The first encoder 32 is configured to determine the current text content characteristic based on the speech characteristic, for example, to perform step S20 as shown in fig. 1.
The second encoder 33 is configured to determine the identity of the current speaker based on the speech characteristics, for example, to perform step S20 as shown in fig. 1.
The processor 31 is further configured to determine the identity of the target speaker corresponding to the speech based on the identity of the current speaker, for example, to perform step S30 shown in fig. 1.
The decoder 34 is configured to determine the text content information and the speaker identity information corresponding to the speech based on the current text content characteristics and the identity characteristics of the target speaker, for example, to perform step S40 shown in fig. 1.
In the above embodiment, the encoder-decoder model in the whole speech processing apparatus adopts an autoregressive mode to complete the decoding of speech, so as to obtain text content information and speaker identity information.
FIG. 4 is a block diagram illustrating a speech processing apparatus according to further embodiments of the present disclosure.
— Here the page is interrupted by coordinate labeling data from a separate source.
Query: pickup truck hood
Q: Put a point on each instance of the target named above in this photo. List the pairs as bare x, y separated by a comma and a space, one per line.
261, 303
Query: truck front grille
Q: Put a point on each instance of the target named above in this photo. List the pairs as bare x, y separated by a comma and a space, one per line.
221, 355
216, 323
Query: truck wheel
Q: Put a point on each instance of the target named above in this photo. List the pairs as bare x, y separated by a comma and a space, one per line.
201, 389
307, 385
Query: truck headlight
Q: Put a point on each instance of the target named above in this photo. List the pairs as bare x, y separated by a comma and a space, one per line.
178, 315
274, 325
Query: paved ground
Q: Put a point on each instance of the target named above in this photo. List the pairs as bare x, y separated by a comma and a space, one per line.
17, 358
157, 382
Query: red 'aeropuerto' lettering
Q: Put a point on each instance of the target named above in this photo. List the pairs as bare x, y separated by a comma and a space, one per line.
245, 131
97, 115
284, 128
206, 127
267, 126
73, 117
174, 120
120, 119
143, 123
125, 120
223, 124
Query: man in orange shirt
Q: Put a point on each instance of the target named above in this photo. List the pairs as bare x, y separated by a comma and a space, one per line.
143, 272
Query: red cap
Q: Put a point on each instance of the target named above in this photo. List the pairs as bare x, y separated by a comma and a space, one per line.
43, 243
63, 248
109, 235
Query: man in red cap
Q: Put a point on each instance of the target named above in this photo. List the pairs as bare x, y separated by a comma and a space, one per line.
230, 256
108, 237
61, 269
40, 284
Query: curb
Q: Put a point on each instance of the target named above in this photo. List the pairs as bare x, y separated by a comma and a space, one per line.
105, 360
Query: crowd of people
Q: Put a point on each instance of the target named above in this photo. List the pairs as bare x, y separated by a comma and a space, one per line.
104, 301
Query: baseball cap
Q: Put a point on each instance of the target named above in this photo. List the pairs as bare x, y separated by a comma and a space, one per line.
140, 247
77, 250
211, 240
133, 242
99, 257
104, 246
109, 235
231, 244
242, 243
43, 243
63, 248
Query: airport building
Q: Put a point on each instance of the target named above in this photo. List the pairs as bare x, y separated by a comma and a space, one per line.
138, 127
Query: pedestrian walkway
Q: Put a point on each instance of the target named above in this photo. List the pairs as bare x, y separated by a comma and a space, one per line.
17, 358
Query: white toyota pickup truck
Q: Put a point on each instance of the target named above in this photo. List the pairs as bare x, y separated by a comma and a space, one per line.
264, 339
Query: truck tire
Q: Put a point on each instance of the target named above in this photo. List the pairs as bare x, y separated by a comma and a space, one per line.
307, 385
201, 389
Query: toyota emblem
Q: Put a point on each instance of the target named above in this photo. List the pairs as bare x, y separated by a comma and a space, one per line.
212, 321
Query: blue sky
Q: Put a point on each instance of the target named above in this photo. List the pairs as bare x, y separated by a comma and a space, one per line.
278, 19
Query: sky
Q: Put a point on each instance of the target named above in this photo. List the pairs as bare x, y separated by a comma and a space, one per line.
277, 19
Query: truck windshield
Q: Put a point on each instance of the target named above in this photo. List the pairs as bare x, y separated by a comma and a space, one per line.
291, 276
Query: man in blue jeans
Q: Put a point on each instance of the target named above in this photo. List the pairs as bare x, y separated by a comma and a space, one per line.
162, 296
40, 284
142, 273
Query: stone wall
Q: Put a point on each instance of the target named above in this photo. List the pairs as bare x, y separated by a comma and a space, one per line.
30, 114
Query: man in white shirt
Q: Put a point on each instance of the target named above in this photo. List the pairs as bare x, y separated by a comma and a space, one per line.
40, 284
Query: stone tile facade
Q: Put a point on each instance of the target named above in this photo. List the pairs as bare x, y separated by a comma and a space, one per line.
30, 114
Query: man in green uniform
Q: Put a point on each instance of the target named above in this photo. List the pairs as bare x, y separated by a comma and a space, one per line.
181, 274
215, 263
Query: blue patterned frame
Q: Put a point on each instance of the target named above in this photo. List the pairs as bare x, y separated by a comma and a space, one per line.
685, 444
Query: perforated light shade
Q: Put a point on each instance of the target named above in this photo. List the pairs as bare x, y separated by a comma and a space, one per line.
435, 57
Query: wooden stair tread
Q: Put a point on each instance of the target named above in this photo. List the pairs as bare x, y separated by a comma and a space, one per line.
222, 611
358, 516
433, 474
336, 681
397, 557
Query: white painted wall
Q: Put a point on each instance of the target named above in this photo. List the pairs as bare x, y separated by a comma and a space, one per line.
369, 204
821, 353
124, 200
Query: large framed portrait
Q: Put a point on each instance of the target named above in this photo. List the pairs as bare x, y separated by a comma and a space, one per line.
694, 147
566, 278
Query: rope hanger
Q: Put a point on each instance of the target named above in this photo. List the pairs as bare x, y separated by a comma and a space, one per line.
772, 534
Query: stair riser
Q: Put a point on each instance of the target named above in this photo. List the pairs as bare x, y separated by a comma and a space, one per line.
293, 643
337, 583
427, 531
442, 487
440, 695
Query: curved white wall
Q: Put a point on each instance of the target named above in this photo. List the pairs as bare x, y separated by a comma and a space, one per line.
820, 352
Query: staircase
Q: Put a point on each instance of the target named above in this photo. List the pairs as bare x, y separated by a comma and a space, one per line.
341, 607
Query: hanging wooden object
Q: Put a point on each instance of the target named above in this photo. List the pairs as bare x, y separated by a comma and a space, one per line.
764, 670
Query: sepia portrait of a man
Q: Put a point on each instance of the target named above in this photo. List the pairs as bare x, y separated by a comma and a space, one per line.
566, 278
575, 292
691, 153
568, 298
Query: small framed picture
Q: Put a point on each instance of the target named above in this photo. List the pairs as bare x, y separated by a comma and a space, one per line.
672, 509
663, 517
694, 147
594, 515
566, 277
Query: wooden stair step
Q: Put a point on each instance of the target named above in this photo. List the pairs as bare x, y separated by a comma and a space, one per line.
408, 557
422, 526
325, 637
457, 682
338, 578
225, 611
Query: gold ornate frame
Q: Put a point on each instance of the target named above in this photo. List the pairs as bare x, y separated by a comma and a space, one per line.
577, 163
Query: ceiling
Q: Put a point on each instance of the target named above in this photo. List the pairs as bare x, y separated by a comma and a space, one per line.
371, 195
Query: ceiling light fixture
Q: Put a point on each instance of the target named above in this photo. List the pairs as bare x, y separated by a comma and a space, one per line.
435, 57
As shown in fig. 4, the speech processing apparatus 4 includes a memory 41; and a processor 42 coupled to the memory 41. The memory 41 is used for storing instructions for executing the corresponding embodiment of the speech processing method. The processor 42 is configured to perform the speech processing method in any of the embodiments of the present disclosure based on instructions stored in the memory 41.
FIG. 5 is a block diagram illustrating a computer system for implementing some embodiments of the present disclosure.
As shown in FIG. 5, the computer system 50 may be embodied in the form of a general purpose computing device. Computer system 50 includes a memory 510, a processor 520, and a bus 500 that connects the various system components.
The memory 510 may include, for example, system memory, non-volatile storage media, and the like. The system memory stores, for example, an operating system, an application program, a Boot Loader (Boot Loader), and other programs. The system memory may include volatile storage media such as Random Access Memory (RAM) and/or cache memory. The non-volatile storage medium stores, for example, instructions to perform corresponding embodiments of at least one of the speech processing methods. Non-volatile storage media include, but are not limited to, magnetic disk storage, optical storage, flash memory, and the like.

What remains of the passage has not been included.